Analysis of Gridded Ensemble Precipitation and Temperature Estimates over the Contiguous United States

For this example, we'll work with a 100 member ensemble of precipitation and temperature data. The analysis we do below is quite simple but the problem is a good illustration of a common task in the atmospheric sciences.

Link to dataset: https://www.earthsystemgrid.org/dataset/gridded_precip_and_temp.html

In [ ]:
%matplotlib inline

import numpy as np
import xarray as xr
import matplotlib.pyplot as plt

Connect to Dask Distributed Cluster

In [ ]:
from dask.distributed import Client, progress
from dask_gateway import Gateway

gateway = Gateway()
cluster = gateway.new_cluster()
cluster.scale(40)
cluster
In [ ]:
client = Client(cluster)
client

Open Dataset

Here we load the GMET dataset using an Intake catalog. This catalog specifies the location of the GMET data stored in the Zarr format in GCS.

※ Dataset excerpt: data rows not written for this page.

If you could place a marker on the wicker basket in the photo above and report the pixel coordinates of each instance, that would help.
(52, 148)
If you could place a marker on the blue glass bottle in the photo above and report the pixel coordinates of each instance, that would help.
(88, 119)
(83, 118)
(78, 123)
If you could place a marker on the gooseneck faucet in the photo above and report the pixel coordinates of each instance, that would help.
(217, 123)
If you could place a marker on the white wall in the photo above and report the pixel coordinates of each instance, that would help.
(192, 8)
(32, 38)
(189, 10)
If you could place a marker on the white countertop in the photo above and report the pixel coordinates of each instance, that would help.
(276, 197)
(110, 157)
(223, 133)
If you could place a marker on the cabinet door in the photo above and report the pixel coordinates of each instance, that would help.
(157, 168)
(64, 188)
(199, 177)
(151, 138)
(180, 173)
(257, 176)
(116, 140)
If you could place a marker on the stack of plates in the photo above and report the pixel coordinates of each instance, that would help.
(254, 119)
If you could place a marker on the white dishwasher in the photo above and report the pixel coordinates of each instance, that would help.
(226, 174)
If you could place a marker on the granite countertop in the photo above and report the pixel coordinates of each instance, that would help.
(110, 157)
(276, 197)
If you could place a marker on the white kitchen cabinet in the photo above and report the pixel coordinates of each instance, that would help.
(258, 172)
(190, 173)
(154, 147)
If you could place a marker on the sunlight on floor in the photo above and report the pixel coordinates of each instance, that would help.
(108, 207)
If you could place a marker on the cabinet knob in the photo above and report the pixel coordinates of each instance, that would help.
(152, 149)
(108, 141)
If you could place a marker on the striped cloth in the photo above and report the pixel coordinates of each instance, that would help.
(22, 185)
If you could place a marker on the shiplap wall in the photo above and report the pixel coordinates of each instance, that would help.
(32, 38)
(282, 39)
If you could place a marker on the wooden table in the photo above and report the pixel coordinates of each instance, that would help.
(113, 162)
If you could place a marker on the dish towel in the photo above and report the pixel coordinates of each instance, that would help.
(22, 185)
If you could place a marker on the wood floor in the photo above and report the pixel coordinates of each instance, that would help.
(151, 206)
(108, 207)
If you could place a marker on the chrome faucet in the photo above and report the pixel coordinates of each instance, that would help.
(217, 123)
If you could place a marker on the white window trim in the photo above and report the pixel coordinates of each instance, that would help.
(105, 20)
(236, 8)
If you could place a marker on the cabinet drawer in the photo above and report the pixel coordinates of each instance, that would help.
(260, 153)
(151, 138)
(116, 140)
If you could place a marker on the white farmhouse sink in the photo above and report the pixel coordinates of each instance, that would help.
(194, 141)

The dataset has dimensions of time, latitude, longitude, and ensmemble member.

In [ ]:
## Load with intake catalog
import intake
cat = intake.Catalog('https://raw.githubusercontent.com/pangeo-data/pangeo-datastore/master/intake-catalogs/master.yaml')
ds = cat.atmosphere.gmet_v1.read_chunked()
In [ ]:
# Print dataset
display(ds)

Figure: Elevation and domain mask

A quick plot of the mask to give us an idea of our spatial domain

In [ ]:
elevation = ds['elevation'].persist()
elevation = elevation.where(elevation > 0)
elevation.plot(figsize=(10, 6))
plt.title('Domain Elevation')

Intra-ensemble range

We calculate the intra-ensemble range for all the mean daily temperature in this dataset. This gives us a sense of uncertainty.

In [ ]:
temp_mean = ds['t_mean'].mean(dim='time')
spread = (temp_mean.max(dim='ensemble')
        - temp_mean.min(dim='ensemble'))
spread

Calling compute

The expressions above didn't actually compute anything. They just build the task graph. To do the computations, we call the compute or persist methods:

In [ ]:
spread = spread.persist()
progress(spread)

Figure: Intra-ensemble range

In [ ]:
spread
spread.attrs['units'] = 'degC'
In [ ]:
spread.plot(robust=True, figsize=(10, 6))
plt.title('Intra-ensemble range in mean annual temperature')

Average seasonal snowfall

We can compute a crude estimate of average seasonal snowfall using the temperature and precipitation variables in our dataset. Here, we'll look at the first 4 ensemble members and make some maps of the seasonal total snowfall in each ensemble member.

In [ ]:
da_snow = ds['pcp'].where(ds['t_mean'] < 0.).resample(time='QS-Mar').sum('time')
seasonal_snow = da_snow.isel(ensemble=slice(0, 4)).groupby('time.season').mean('time').persist()
progress(seasonal_snow)
In [ ]:
# properly sort the seasons
seasonal_snow = seasonal_snow.sel(season=['DJF', 'MAM','JJA', 'SON'])
seasonal_snow.attrs['units'] = 'mm/season'
seasonal_snow

Figure: Average seasonal snowfall totals

In [ ]:
seasonal_snow.plot.pcolormesh(col='season', row='ensemble', cmap='Blues', robust=True)

Extract a time series of annual maximum precipitation events over a region

In the previous two examples, we've mostly reduced the time and/or ensemble dimension. Here, we'll do a reduction operation on the spatial dimension to look at a time series of extreme precipitation events near Austin, TX (30.2672° N, 97.7431° W).

In [ ]:
buf = 0.25  # look at Austin +/- 0.25 deg

ds_tx = ds.sel(lon=slice(-97.7431-buf, -97.7431+buf), lat=slice(30.2672-buf, 30.2672+buf))
In [ ]:
pcp_ann_max = ds_tx['pcp'].resample(time='AS').max('time')
In [ ]:
pcp_ann_max_ts = pcp_ann_max.max(('lat', 'lon')).persist()
progress(pcp_ann_max_ts)

Figure: Timeseries of maximum precipitation near Austin, Tx.

In [ ]:
ax = pcp_ann_max_ts.transpose().to_pandas().plot(title='Maximum precipitation near Austin, Tx', legend=False)
In [ ]: